Urrao – A Pueblo Full of Surprises (From Issue #7 of The Arepa ©) By Robin Finley
Rich multi-cultural diversity is seldom the first thing that comes to mind when talking about rural agricultural hamlets. Yet Urrao is one pueblo that is as fascinating in its cultural make-up as it is in its pristine natural beauty. Eco-tourism, a youthful artistic consciousness, cock fighting, and weekends by the finca pool; Urrao is a fitting microcosm of the diversity of people and lifestyles found in Antioquia.
Ask anyone who has been to Urrao, and they will first take a moment to reflect on its verdant beauty. Four hours southwest of Medellin, Urrao is a lesser-known paradise even for locals, namely because the principal route there is a never-ending odyssey of twists and turns. Pass this gauntlet and you reach a plateau high in the mountains, a heartland of dairy farms and idyllic green pastures enclosed by the convergence of half a dozen rivers. This marvelous landscape gave inspiration to professional cyclist Rigoberto Urán, who moved from Urrao to Italy and now competes in the Tour de France and the Olympic Games.
For those with a true desire to escape the noise and bustle of the city, Urrao delivers a placid environmental respite of sweet clean air and big open skies. It is no wonder that eco-tourism is one of Urrao’s major industries; rafting and trekking opportunities abound, and Urrao is home to the highest peak in all of Antioquia (“Paramo Del Sol”, 4,080 meters). The route to the peak winds up into the clouds, sampling robust eco-systems and microclimates that feature jungles, waterfalls, lakes, marshes, and high mountainous cactus terrain.
Back in the urban center of Urrao, the pueblo is alive with an almost cosmopolitan hum. As the first town on the cusp of the jungles leading to the Pacific department of Chocó, Urrao has a diverse population of Afro-Colombians, Latinos, and indigenous people. Like indigenous communities in the U.S. and Australia, the Embera native population is so strong in Urrao that the city has two legal systems, one for “locals” and a separate one for the indigenous community.
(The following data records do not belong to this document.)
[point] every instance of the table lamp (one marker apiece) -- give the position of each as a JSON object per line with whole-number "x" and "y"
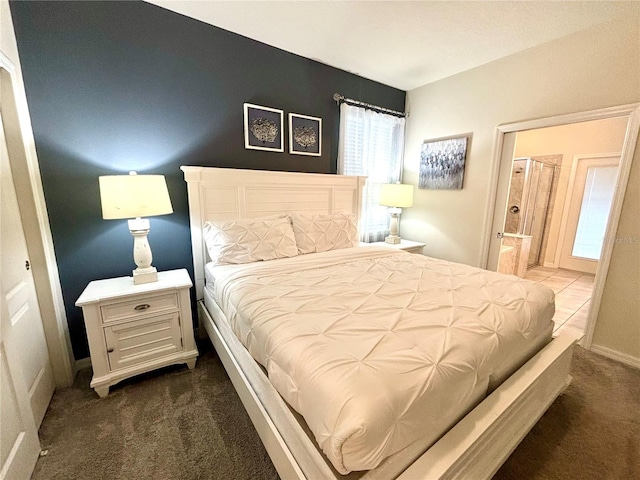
{"x": 135, "y": 196}
{"x": 396, "y": 196}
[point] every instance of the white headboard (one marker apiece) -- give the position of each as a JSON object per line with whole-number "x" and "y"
{"x": 230, "y": 194}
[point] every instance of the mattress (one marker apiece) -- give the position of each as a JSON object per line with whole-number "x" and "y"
{"x": 379, "y": 349}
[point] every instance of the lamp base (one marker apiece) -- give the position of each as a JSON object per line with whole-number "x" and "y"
{"x": 393, "y": 239}
{"x": 145, "y": 275}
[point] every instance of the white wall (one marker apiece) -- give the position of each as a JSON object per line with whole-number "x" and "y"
{"x": 26, "y": 176}
{"x": 596, "y": 68}
{"x": 594, "y": 137}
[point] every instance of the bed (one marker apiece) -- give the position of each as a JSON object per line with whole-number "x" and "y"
{"x": 479, "y": 409}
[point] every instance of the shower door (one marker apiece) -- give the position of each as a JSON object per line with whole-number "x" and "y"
{"x": 593, "y": 189}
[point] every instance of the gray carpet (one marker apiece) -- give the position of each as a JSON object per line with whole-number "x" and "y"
{"x": 187, "y": 425}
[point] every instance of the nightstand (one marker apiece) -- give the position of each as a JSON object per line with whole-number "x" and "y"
{"x": 134, "y": 329}
{"x": 406, "y": 245}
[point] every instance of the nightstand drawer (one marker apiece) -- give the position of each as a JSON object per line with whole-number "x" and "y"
{"x": 142, "y": 340}
{"x": 138, "y": 308}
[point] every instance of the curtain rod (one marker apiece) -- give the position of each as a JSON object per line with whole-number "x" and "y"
{"x": 340, "y": 98}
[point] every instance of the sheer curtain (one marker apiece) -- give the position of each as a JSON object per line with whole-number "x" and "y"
{"x": 371, "y": 144}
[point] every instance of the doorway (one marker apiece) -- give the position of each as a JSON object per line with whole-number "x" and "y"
{"x": 511, "y": 143}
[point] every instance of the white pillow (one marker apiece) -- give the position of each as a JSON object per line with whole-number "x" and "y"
{"x": 320, "y": 233}
{"x": 249, "y": 240}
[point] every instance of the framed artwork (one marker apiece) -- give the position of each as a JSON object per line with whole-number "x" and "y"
{"x": 442, "y": 162}
{"x": 263, "y": 128}
{"x": 305, "y": 135}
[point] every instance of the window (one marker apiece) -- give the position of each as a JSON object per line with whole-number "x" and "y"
{"x": 371, "y": 144}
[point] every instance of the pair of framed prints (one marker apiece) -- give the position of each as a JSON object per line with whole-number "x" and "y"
{"x": 264, "y": 130}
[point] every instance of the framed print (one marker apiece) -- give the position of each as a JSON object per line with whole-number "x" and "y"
{"x": 442, "y": 162}
{"x": 305, "y": 135}
{"x": 263, "y": 128}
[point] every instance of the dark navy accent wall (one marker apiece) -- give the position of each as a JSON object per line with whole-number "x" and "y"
{"x": 119, "y": 86}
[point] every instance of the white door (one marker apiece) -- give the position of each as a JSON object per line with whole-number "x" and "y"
{"x": 25, "y": 369}
{"x": 590, "y": 204}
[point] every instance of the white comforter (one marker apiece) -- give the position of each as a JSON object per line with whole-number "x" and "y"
{"x": 374, "y": 347}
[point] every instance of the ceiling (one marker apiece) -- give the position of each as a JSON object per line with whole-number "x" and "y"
{"x": 404, "y": 44}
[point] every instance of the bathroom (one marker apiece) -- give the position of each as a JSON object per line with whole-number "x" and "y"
{"x": 557, "y": 174}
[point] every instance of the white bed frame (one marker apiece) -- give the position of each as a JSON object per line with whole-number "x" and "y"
{"x": 473, "y": 449}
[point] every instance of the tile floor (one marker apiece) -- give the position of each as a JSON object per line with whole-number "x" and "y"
{"x": 573, "y": 295}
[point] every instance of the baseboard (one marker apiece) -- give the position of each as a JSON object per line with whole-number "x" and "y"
{"x": 615, "y": 355}
{"x": 82, "y": 363}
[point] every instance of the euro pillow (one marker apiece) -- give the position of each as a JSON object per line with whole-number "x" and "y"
{"x": 320, "y": 233}
{"x": 249, "y": 240}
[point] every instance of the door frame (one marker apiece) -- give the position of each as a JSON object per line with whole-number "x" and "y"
{"x": 507, "y": 132}
{"x": 30, "y": 193}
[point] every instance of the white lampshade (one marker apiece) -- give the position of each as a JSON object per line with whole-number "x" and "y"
{"x": 131, "y": 196}
{"x": 396, "y": 195}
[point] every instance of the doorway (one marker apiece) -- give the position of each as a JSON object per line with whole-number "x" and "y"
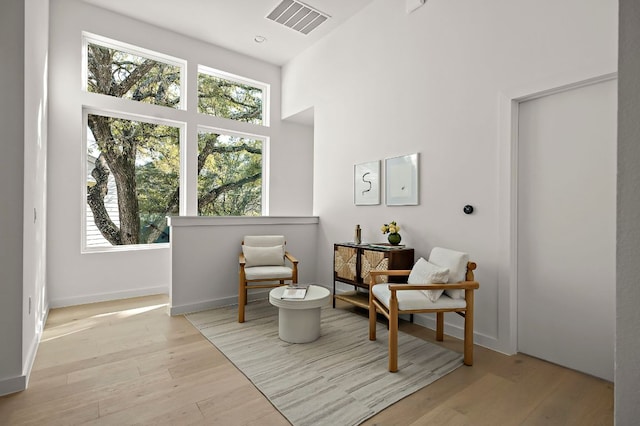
{"x": 566, "y": 218}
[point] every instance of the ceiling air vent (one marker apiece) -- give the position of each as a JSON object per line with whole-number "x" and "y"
{"x": 297, "y": 16}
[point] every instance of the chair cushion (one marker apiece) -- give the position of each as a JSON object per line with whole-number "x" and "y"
{"x": 414, "y": 300}
{"x": 425, "y": 272}
{"x": 263, "y": 240}
{"x": 263, "y": 256}
{"x": 268, "y": 272}
{"x": 456, "y": 262}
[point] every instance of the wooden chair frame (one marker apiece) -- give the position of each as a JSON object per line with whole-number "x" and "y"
{"x": 244, "y": 284}
{"x": 392, "y": 313}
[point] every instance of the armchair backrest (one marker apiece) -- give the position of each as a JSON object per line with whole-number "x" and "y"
{"x": 456, "y": 261}
{"x": 263, "y": 240}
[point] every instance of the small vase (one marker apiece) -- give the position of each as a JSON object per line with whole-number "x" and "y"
{"x": 394, "y": 239}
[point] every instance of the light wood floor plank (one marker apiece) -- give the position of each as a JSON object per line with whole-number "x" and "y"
{"x": 127, "y": 362}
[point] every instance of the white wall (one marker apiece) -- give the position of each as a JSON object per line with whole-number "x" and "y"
{"x": 388, "y": 83}
{"x": 35, "y": 301}
{"x": 627, "y": 375}
{"x": 79, "y": 278}
{"x": 12, "y": 111}
{"x": 23, "y": 48}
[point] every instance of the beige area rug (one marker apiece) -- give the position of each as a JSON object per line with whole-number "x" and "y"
{"x": 340, "y": 379}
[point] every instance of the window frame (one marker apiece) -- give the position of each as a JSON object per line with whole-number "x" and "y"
{"x": 183, "y": 116}
{"x": 182, "y": 127}
{"x": 266, "y": 92}
{"x": 264, "y": 208}
{"x": 90, "y": 38}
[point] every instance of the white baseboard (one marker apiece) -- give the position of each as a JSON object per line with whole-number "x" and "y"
{"x": 480, "y": 339}
{"x": 214, "y": 303}
{"x": 105, "y": 297}
{"x": 13, "y": 385}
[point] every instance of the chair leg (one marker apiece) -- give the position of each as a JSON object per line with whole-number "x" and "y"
{"x": 372, "y": 319}
{"x": 242, "y": 301}
{"x": 393, "y": 338}
{"x": 439, "y": 326}
{"x": 468, "y": 329}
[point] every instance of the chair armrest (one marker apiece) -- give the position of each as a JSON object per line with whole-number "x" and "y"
{"x": 393, "y": 272}
{"x": 290, "y": 257}
{"x": 462, "y": 285}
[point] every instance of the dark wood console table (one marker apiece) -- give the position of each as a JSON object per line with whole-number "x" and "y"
{"x": 352, "y": 263}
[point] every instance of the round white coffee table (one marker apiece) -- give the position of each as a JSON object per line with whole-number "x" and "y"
{"x": 299, "y": 319}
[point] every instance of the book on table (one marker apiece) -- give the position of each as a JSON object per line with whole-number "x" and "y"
{"x": 294, "y": 292}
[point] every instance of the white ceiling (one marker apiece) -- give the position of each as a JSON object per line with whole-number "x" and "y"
{"x": 234, "y": 24}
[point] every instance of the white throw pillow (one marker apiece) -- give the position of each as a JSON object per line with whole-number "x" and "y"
{"x": 263, "y": 256}
{"x": 424, "y": 272}
{"x": 456, "y": 261}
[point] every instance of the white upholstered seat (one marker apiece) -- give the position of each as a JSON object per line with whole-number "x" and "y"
{"x": 263, "y": 263}
{"x": 445, "y": 283}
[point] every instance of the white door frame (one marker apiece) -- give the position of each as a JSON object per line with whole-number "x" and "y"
{"x": 509, "y": 104}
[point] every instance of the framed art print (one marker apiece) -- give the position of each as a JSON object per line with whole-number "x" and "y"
{"x": 366, "y": 183}
{"x": 401, "y": 177}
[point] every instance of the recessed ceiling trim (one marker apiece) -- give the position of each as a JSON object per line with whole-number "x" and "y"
{"x": 297, "y": 16}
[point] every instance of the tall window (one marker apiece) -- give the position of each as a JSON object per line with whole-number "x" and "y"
{"x": 141, "y": 161}
{"x": 229, "y": 175}
{"x": 134, "y": 152}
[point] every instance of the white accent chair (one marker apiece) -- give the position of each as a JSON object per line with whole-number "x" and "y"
{"x": 262, "y": 265}
{"x": 445, "y": 283}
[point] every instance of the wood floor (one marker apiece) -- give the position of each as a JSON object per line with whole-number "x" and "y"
{"x": 127, "y": 362}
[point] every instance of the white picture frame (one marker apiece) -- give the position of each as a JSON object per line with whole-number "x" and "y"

Sadly, many of the Embera people from Urrao have been displaced by armed conflicts in Chocó. In light of this, progressive local government policies respect and integrate the indigenous community and its tribal legal system, a laudable act of upholding human rights that would be worthy of note in any investigation of multi-ethnic communities. Despite its displaced sub-community standing, the Emberas in Urrao have an independent cultural center and continue to actively practice their tribal rituals and practices within the pueblo.
In striking contrast to this lifestyle is that of the typical Urrao dairy or bean farmer, a traditional and conservative member of the population whose concern is sales and distribution of Urrao’s agricultural output. And what is big in Urrao? Cheese and sweet cheese, the latter being a hard dry good similar to arequipe. To wit, the local delicacy in Urrao consists of two arepas filled with a tasty elastic combination of cheese and sweet cheese, something like a Colombian quesadilla. It is fittingly called a “bungee jumpee”.
With a conservative older generation comes a rebellious younger generation, quickly adopting the trends and attitudes of the outside world. Take for example flyers seen around the city center promoting local hip-hop and heavy metal bands. The Urrao Music School in fact took home awards in the 2009 “Antioquia Vive la Musica” competition, a project designed to show off the diversity of music and rhythms within the department.
For a pueblo surrounded in all directions by hours of daunting mountain travel, the vibe in Urrao is anything but small and simple. Its inhabitants can surely see outside the valley, but the town somehow retains the harmony of a wonderful pastoral getaway. Rural meets modern, and like most urban enclaves of the world, Urrao even has a small vegetarian restaurant.